Au cœur de cette initiative : la lutte contre les deepfakes, ces vidéos, photos ou enregistrements audio générés ou modifiés par IA pour tromper le public en simulant des contenus réels. Pour le gouvernement, il s’agit d’une priorité démocratique. Comme l’a rappelé le ministre de la Transformation numérique, Óscar López : « L’IA est un outil très puissant qui peut être utilisé pour améliorer nos vies… ou pour diffuser de la désinformation et attaquer la démocratie. »

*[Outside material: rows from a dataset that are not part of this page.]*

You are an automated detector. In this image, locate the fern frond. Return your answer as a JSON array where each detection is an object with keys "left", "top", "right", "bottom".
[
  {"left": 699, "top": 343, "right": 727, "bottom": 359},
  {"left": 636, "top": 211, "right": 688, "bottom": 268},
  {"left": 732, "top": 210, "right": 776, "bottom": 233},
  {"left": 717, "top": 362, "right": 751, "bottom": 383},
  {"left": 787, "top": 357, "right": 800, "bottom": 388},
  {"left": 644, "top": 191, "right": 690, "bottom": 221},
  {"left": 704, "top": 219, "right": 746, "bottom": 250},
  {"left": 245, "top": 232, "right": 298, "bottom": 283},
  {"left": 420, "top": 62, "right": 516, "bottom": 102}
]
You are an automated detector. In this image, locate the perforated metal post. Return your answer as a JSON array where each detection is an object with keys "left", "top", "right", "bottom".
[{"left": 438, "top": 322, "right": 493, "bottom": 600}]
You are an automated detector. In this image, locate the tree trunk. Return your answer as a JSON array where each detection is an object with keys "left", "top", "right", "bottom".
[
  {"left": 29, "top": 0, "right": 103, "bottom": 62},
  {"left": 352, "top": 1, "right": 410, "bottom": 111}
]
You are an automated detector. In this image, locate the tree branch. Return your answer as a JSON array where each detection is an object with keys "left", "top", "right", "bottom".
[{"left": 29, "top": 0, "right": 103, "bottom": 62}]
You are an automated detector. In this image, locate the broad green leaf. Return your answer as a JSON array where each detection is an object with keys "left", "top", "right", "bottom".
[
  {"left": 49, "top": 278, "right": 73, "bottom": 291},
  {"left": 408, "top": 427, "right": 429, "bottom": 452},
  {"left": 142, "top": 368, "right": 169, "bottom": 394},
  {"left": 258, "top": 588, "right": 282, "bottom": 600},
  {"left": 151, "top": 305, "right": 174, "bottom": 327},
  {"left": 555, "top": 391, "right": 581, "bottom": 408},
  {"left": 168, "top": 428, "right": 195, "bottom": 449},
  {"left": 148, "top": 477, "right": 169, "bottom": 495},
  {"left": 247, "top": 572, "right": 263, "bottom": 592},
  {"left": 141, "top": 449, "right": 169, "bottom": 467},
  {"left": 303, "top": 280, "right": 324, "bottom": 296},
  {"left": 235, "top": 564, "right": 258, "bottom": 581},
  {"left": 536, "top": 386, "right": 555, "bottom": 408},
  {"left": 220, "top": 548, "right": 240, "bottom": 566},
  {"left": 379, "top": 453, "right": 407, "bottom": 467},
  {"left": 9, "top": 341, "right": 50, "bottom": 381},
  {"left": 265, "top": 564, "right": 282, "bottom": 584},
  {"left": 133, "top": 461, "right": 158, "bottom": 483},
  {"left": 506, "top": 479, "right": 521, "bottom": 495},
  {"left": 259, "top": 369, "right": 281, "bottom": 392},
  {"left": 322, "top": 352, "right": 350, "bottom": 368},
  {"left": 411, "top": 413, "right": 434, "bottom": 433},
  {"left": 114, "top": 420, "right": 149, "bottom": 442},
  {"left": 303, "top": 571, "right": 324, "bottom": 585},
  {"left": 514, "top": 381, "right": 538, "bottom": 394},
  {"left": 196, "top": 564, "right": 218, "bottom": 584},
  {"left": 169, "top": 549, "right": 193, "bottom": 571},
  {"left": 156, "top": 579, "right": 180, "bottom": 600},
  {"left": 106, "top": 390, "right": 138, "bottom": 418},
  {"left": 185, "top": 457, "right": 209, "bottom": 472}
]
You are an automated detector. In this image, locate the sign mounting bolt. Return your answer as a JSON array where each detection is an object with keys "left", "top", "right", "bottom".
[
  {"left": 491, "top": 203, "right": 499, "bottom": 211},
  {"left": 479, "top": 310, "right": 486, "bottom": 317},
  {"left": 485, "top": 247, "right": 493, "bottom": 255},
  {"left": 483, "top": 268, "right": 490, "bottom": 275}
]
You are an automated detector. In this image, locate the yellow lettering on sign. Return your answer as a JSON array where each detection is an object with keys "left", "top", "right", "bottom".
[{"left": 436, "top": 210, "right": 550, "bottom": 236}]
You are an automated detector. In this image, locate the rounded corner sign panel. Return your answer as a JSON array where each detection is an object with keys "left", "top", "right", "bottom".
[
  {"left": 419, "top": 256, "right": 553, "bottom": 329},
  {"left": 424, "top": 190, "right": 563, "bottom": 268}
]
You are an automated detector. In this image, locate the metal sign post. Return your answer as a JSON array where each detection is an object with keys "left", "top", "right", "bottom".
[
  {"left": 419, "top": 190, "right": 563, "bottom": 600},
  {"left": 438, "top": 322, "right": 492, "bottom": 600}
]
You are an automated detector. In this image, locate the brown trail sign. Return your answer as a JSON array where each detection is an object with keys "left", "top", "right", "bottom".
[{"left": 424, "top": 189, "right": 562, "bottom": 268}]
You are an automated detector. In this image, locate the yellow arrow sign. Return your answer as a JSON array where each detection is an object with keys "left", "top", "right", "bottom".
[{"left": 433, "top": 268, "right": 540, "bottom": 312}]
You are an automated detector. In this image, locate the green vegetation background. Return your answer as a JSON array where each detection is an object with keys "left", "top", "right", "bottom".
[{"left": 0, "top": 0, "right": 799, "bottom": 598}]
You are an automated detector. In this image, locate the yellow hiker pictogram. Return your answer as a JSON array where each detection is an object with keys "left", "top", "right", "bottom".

Des sanctions lourdes pour les manquements
Le texte espagnol qualifie le non-étiquetage d’un contenu IA d’ « infraction grave », passible de sanctions financières importantes : entre 7,5 et 35 millions d’euros, ou de 2 à 7 % du chiffre d’affaires global annuel de l’entreprise concernée. Des amendes réduites sont prévues pour les startups et PME.
Cette obligation d’étiquetage concerne tout contenu généré par IA, en particulier ceux pouvant induire en erreur le public, comme les deepfakes ou les textes ayant pour vocation d’informer le public. L’objectif est clair : rétablir la confiance dans l’information à l’heure où la génération de contenu automatisé brouille de plus en plus les frontières entre le vrai et le faux.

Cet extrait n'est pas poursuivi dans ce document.